KFOR signed on the air in March 1924. It was the fourth radio station in Nebraska. Its original city of license was David City, Nebraska. New owners moved the station to Lincoln in 1927, with studios in the Hotel Lincoln.

In the 1930s, the station broadcast on 12100 kHz, with 250 watts of power. It was a daytimer, required to go off the air at night. In 1941, with the enactment of the North American Regional Broadcasting Agreement (NARBA), KFOR moved to 1240 kHz. It was a Class IV station, allowed to broadcast at 250 watts around the clock. The station was a network affiliate of the Mutual Broadcasting System, carrying its dramas, comedies, news and sports during the "Golden Age of Radio".

The radio ministry Back to the Bible originated on KFOR in 1939. From May 1953 to March 1954, the station's owners operated a television station, KFOR-TV.

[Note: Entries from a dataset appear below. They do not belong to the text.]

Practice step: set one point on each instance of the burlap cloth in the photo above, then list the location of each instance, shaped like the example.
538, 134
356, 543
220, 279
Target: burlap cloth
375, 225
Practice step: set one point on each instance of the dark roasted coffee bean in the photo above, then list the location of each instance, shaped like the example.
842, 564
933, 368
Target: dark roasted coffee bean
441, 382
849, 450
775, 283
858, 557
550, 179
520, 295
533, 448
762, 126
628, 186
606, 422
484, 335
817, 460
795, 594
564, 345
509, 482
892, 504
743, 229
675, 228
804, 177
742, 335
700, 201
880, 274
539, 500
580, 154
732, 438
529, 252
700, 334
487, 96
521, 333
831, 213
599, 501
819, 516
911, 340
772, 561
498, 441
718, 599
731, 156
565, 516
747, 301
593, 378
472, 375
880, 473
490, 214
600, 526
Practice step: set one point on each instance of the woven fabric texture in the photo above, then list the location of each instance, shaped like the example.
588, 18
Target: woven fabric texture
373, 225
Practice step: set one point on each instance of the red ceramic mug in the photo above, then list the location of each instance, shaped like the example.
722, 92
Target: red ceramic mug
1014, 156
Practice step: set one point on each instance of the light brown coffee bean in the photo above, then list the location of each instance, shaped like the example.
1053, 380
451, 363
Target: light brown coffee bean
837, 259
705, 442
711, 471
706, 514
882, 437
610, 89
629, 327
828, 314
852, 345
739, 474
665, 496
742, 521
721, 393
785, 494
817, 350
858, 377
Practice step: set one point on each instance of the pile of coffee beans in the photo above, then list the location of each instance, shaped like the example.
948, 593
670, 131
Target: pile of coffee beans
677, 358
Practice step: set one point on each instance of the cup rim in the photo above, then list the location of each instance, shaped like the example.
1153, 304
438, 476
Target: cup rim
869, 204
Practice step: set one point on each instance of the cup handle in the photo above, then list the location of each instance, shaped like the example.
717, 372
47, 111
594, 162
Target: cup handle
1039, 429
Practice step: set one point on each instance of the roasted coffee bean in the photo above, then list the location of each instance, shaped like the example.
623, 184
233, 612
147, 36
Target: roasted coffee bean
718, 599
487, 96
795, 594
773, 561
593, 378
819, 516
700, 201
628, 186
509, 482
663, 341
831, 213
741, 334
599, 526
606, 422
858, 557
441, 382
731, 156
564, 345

On February 15, 2023, at midnight, KFOR began simulcasting on sister station KLMS which had dropped its long-running sports radio format. KFOR also was heard on FM translator K268DF (101.5 FM), which relayed KLMS. The next day, KFOR's former translator, K277CA (103.3 FM), began relaying KLMS, which flipped to an adult hits format as "Mix 103.3"; K268DF then became KFOR's translator.

In May 2025, Connoisseur Media announced its intent to acquire Alpha Media. The Federal Communications Commission approved the sale on August 13, 2025, and the sale was consummated on September 4.